Obviously Christmas was a nice excuse for a break, so I tied onto this that I would start off with a consolidation phase to begin with for my endurance - I've been climbing relatively consistently for the past few months so was happy with by-passing a month of just easy mileage as I essentially did this after my lay-off in October - get a good grounding and prepare for higher-intensity work from the return after the first trip. This has mainly involved two sessions a week of double laps on a grade (not including a warm-up route or two) that I'm relatively solid on, but would push me a bit.
For me, this is a 7a-ish route - a grade I can onsight comfortably more often than not - and mixing it across three different routes at the wall.

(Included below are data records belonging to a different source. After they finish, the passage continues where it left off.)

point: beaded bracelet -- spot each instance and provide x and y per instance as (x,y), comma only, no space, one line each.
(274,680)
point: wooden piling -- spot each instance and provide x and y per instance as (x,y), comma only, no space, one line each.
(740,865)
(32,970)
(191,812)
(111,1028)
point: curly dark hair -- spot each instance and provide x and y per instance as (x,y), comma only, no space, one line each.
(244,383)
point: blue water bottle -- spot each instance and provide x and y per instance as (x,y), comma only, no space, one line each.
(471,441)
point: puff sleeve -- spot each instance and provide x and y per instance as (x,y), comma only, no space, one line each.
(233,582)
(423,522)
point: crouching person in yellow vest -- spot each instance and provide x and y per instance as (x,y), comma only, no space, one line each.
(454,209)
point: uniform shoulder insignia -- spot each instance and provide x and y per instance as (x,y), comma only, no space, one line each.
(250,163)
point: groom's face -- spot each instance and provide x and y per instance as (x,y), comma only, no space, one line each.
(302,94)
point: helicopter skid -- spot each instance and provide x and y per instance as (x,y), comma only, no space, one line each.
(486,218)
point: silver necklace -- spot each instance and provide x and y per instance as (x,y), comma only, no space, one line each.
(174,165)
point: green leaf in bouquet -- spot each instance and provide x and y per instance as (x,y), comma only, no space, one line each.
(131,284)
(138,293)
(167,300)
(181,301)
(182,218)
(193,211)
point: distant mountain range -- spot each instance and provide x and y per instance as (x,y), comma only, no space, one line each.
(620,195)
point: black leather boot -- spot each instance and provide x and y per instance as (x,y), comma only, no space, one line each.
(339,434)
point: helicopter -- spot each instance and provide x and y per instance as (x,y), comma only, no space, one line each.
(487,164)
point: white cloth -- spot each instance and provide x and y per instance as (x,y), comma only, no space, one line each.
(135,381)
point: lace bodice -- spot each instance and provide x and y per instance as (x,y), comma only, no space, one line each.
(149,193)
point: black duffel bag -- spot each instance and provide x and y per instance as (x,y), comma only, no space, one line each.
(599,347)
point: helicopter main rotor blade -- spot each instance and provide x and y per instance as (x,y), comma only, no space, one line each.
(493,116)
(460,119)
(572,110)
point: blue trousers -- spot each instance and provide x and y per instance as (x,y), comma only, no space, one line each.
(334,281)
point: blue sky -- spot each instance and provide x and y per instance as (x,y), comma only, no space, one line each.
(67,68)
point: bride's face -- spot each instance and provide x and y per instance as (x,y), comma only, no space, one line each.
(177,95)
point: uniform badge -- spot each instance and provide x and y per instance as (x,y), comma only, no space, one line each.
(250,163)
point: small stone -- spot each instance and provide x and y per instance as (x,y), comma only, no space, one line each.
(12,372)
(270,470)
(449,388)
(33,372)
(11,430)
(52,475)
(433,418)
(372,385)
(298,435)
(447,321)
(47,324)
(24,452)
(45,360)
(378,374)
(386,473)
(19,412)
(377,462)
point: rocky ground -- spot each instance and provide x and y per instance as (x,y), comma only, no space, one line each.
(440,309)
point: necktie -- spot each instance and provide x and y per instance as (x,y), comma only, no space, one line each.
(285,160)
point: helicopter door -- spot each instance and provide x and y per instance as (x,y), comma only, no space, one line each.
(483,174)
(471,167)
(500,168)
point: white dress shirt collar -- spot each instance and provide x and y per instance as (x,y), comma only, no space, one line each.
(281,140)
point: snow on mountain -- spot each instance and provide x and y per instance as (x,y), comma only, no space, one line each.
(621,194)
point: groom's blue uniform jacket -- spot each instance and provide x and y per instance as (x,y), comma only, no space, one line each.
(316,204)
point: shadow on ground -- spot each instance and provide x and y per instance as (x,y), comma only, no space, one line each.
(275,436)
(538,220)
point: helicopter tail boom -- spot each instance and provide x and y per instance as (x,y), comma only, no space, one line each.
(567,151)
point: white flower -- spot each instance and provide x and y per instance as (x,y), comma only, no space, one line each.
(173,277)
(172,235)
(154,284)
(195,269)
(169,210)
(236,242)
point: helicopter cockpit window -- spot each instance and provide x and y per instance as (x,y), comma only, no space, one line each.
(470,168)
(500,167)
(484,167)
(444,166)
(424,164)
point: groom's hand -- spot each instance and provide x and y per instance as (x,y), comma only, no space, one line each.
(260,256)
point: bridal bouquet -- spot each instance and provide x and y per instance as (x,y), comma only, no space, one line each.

One slightly overhanging crimpy, one steep and one slightly overhanging pocket-y. I was not getting the full 10 routes immediately, maybe about 7 (especially if I was doing a lot of the crimpy one which pumps me stupid) but fell off the last hold of the last route for the first time on Tuesday (6 steep 7a's and 4 of the crimpy routes). So, I'm seeing progress.
In short, if you can do it all on the first night, you've probably set it soft. If you can barely manage the first route, let alone two back-to-back, you might want to give your ego a kick up the arse and be realistic :) Expect to use one, maybe two, nights just getting the balance right....
These sessions normally fall on a Tuesday and one of the weekend days. Alongside this, I've been bouldering on Thursdays for definite, on the other weekend day (outdoors if the weather is being kind), and using the fingerboard twice a week - 5/6 days (I find one of the fingerboard sessions can be mixed in on an evening of bouldering) in total. I'll elaborate more on this in the next post....
Once this period is up and it's mid-February, i.e. (after next week), I'll then start just projecting hard routes until Siurana. Close to my limit and aim for 3-5 goes on it per night.
And once Siurana is complete, I'll then be hopefully projecting routes outdoors by then so will just continue to consolidate in this fashion, although probably with something similar to my January session, only on harder routes.
Lessons Learned from previous climbing:
- I've tried doing easy 30 min laps (then rest 10, and repeat for 2-3 hours) of a climbing wall (just traversing) as basic arm fitness at the start of a training block and found it quite a nice way to kick off a batch of training, if a little boring if you forget the ipod and a bunch of music and podcasts :) For anyone who does want a nice basic level of fitness, this can be pretty useful - I'm sure it'd transfer to big multi-pitching very well. Many of those who started climbing with me will remember this is vaguely comparable to what we used to do at DCU's climbing wall by attempting a number of traverses back-to-back.... I don't feel I need it right now as I haven't had a long enough lay-off so I skipped this block.
- I used to turn up with just a goal to do as many routes as possible in a night and of any grade. In the end, you spent most of your time chatting, and picking the easier routes cause you flash pumped on the first route of the night :) Nowadays, I always turn up with a set grade range in mind (e.g. currently 6c+ - 7a+).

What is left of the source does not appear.